Topological characterisation of classical waves: The topological origin of magnetostatic surface spin waves

K. YAMAMOTO(1), G. C. Thiang(2), P. Pirro(3), K.-W. Kim(4), K. Everschor-Sitte(5) and E. Saitoh(6,7,1)

1 Advanced Science Research Center, Japan Atomic Energy Agency
2 School of Mathematical Sciences, University of Adelaide
3 Fachbereich Physik and Landesforschungszentrum OPTIMAS, Technische Universität Kaiserslautern
4 Center for Spintronics, Korea Institute of Science and Technology
5 Institut für Physik, Johannes Gutenberg-Universität Mainz
6 Department of Applied Physics, University of Tokyo
7 Institute for Materials Research, Tohoku University

Magnetostatic surface spin waves (a.k.a Damon-Eshbach mode) have long been known to have the largest decay lengths of all available modes and be robust against surface shapes and disorders [1-3]. Combined with their chiral and unidirectional propagation with respect to the direction of the ground state magnetisation, these features remind one of topologically protected edge states of quantum Hall systems. We present a topological characterisation of the dipolar spin wave Hamiltonian, which predicts, via the bulk-edge correspondence, the presence of robust surface spin wave modes without explicitly calculating eigenmodes of a system with boundaries [4].

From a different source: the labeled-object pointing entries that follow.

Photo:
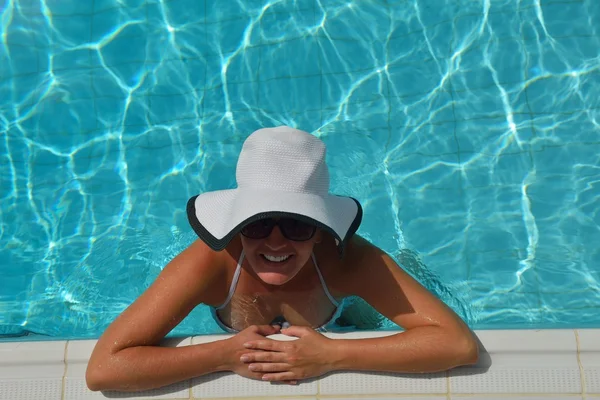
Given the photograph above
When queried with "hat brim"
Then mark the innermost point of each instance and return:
(218, 216)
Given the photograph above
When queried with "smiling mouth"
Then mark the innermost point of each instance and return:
(276, 259)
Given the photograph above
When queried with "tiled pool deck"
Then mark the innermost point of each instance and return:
(527, 364)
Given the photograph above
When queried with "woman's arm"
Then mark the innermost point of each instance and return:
(418, 350)
(435, 338)
(127, 356)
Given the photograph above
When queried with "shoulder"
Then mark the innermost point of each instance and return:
(345, 273)
(207, 270)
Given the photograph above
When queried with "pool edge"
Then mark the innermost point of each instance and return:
(561, 363)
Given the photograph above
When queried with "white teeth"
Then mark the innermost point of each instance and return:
(275, 258)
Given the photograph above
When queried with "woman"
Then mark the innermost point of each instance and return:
(278, 254)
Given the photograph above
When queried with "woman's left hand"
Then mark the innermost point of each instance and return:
(290, 361)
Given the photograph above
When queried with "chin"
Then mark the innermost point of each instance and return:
(273, 278)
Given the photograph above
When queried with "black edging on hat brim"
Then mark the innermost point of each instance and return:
(220, 244)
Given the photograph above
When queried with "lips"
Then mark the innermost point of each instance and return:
(272, 259)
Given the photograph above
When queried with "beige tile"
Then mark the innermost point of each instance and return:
(30, 388)
(512, 397)
(225, 384)
(522, 362)
(589, 354)
(31, 370)
(76, 389)
(78, 354)
(404, 397)
(32, 359)
(347, 383)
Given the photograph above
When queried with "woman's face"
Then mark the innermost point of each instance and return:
(275, 259)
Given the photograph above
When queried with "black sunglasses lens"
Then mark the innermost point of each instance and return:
(259, 229)
(296, 230)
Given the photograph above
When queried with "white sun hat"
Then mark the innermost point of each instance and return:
(281, 172)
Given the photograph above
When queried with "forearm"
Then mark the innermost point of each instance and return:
(424, 349)
(149, 367)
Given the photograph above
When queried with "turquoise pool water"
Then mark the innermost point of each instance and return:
(468, 129)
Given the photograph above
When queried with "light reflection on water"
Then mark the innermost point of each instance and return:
(468, 131)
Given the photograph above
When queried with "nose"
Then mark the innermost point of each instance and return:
(275, 240)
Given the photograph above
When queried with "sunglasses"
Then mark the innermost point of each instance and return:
(291, 229)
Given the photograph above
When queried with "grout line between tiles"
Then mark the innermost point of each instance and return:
(581, 370)
(64, 380)
(448, 391)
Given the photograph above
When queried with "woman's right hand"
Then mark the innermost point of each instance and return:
(237, 349)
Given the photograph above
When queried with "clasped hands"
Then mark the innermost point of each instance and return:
(286, 361)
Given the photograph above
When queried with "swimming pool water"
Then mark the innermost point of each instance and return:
(468, 129)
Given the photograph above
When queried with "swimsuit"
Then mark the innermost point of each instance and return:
(279, 320)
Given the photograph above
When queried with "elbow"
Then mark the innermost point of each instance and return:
(95, 378)
(468, 352)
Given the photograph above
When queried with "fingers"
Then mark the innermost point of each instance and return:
(267, 345)
(298, 331)
(265, 330)
(263, 356)
(269, 367)
(280, 376)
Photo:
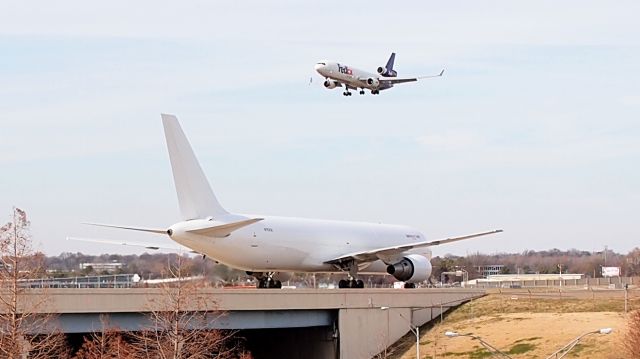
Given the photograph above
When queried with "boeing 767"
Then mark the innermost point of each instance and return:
(270, 247)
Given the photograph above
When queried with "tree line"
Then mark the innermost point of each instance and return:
(28, 327)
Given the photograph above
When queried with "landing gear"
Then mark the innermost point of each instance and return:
(351, 267)
(343, 283)
(265, 280)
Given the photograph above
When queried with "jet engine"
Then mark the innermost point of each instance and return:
(330, 84)
(386, 72)
(413, 268)
(373, 82)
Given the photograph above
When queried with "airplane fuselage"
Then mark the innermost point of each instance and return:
(350, 76)
(296, 244)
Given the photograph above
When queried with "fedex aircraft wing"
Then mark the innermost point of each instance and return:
(269, 247)
(340, 75)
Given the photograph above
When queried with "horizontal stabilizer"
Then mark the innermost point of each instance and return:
(223, 230)
(141, 229)
(153, 246)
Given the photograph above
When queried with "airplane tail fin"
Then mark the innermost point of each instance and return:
(387, 70)
(195, 197)
(389, 65)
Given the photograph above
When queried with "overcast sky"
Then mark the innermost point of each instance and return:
(534, 127)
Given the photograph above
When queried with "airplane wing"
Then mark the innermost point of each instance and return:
(386, 252)
(399, 80)
(154, 246)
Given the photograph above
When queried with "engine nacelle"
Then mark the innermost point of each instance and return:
(330, 84)
(386, 72)
(413, 268)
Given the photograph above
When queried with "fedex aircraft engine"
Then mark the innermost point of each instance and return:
(413, 268)
(386, 72)
(330, 84)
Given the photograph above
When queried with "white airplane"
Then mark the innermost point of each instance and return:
(270, 248)
(339, 75)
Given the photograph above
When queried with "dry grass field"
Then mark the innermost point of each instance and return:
(527, 324)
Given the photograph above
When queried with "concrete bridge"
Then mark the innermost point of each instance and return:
(311, 323)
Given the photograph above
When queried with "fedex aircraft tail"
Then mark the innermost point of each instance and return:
(387, 70)
(195, 197)
(392, 58)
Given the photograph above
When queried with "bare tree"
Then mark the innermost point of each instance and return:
(181, 319)
(26, 327)
(106, 343)
(631, 341)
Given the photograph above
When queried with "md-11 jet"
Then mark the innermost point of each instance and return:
(340, 75)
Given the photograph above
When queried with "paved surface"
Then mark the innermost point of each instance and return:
(344, 323)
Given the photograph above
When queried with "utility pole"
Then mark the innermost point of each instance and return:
(626, 297)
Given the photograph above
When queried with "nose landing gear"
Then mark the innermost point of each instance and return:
(265, 280)
(352, 283)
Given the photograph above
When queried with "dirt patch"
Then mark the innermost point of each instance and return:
(523, 329)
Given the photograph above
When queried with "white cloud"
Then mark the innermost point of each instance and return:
(451, 141)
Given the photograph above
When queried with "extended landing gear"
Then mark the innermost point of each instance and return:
(267, 282)
(351, 267)
(343, 283)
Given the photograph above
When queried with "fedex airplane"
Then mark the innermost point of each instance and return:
(339, 75)
(271, 248)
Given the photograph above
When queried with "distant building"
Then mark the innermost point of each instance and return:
(101, 267)
(488, 270)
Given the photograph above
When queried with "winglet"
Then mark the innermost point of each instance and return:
(223, 230)
(195, 197)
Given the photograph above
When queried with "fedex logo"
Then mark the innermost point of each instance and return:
(344, 70)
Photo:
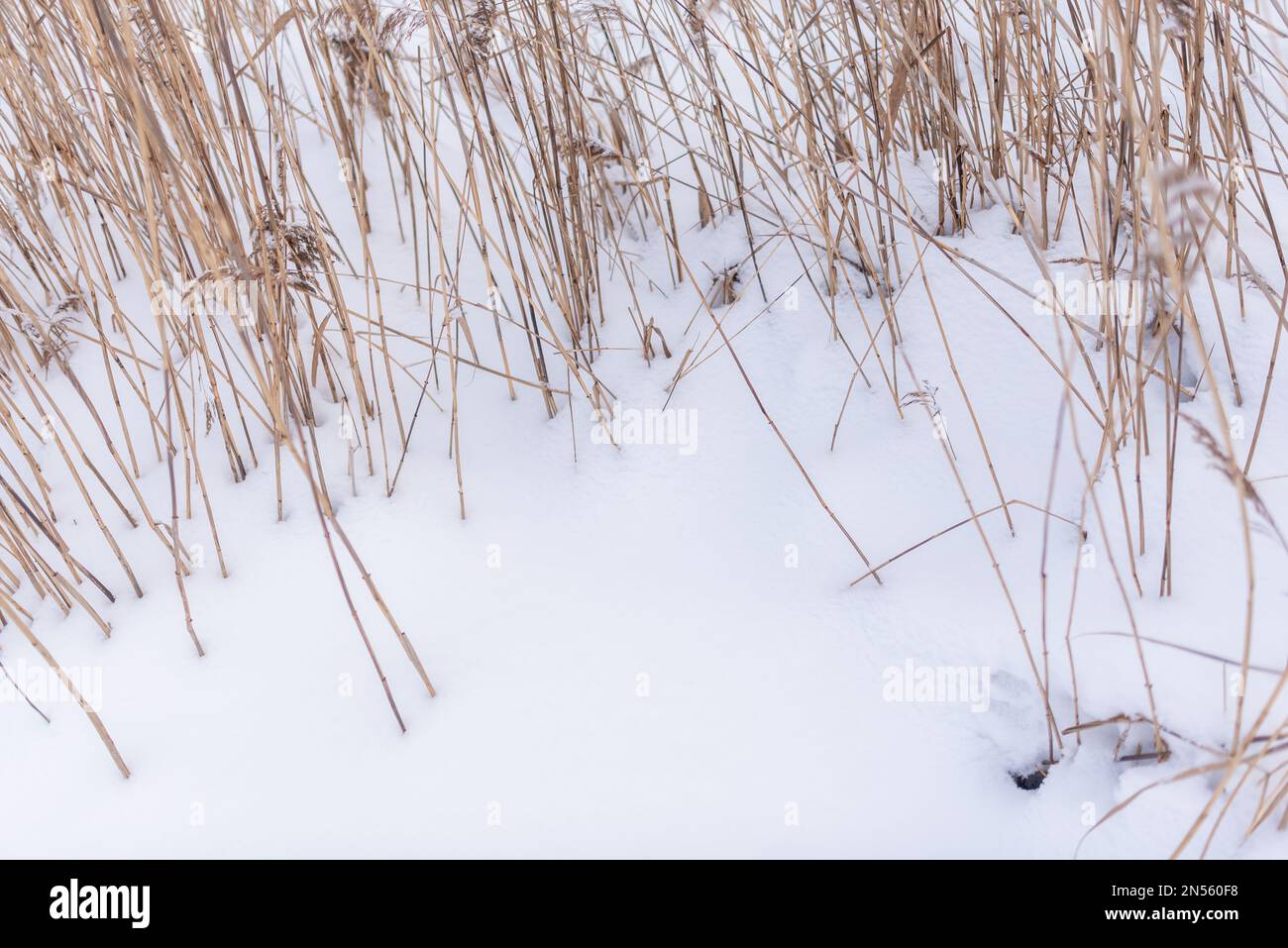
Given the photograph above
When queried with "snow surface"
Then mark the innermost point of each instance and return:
(627, 660)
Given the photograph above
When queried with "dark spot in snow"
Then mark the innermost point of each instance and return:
(1029, 781)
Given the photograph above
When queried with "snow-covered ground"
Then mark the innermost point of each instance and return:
(656, 649)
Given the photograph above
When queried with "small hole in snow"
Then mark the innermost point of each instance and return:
(1029, 781)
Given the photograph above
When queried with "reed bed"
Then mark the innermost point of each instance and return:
(191, 281)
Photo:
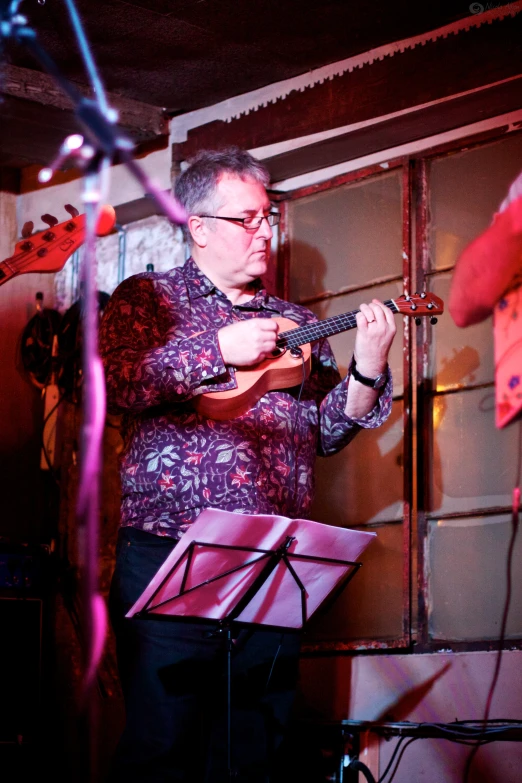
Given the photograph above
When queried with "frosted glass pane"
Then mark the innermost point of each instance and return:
(474, 463)
(345, 236)
(343, 344)
(459, 357)
(466, 190)
(363, 482)
(466, 603)
(370, 607)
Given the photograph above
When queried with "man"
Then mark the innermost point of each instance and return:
(166, 339)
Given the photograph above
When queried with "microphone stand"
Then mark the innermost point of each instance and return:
(105, 143)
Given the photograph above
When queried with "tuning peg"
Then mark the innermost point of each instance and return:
(49, 219)
(27, 229)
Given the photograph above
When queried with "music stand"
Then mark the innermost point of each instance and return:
(251, 570)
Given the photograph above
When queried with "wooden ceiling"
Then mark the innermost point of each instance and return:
(161, 58)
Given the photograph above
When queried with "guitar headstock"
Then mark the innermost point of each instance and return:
(48, 250)
(418, 305)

While the characterisation is based on the symmetry class CI of electronic topological band theory, it is reformulated for the particular dynamical structure of classical Hamiltonian systems in which symplectic, rather than unitary, structure plays an essential role. By suitably identifying the symplectic structure with the chiral symmetry of class CI, assuming a preferred metric tensor in the space of canonical coordinates, we show that the surface spin waves appear not in a gap of bulk frequency spectrum, consistent with the magnetostatic surface spin waves.

[1] A. V. Chumak et al., Appl. Phys. Lett. 94, 172511 (2009).
[2] M. Mohseni et al., Phys. Rev. Lett. 122, 197201 (2019).
[3] T. Yu et al., Phys. Rev. B 99, 174402 (2019).
[4] K. Yamamoto et al., Phys. Rev. Lett. 122, 217201 (2019).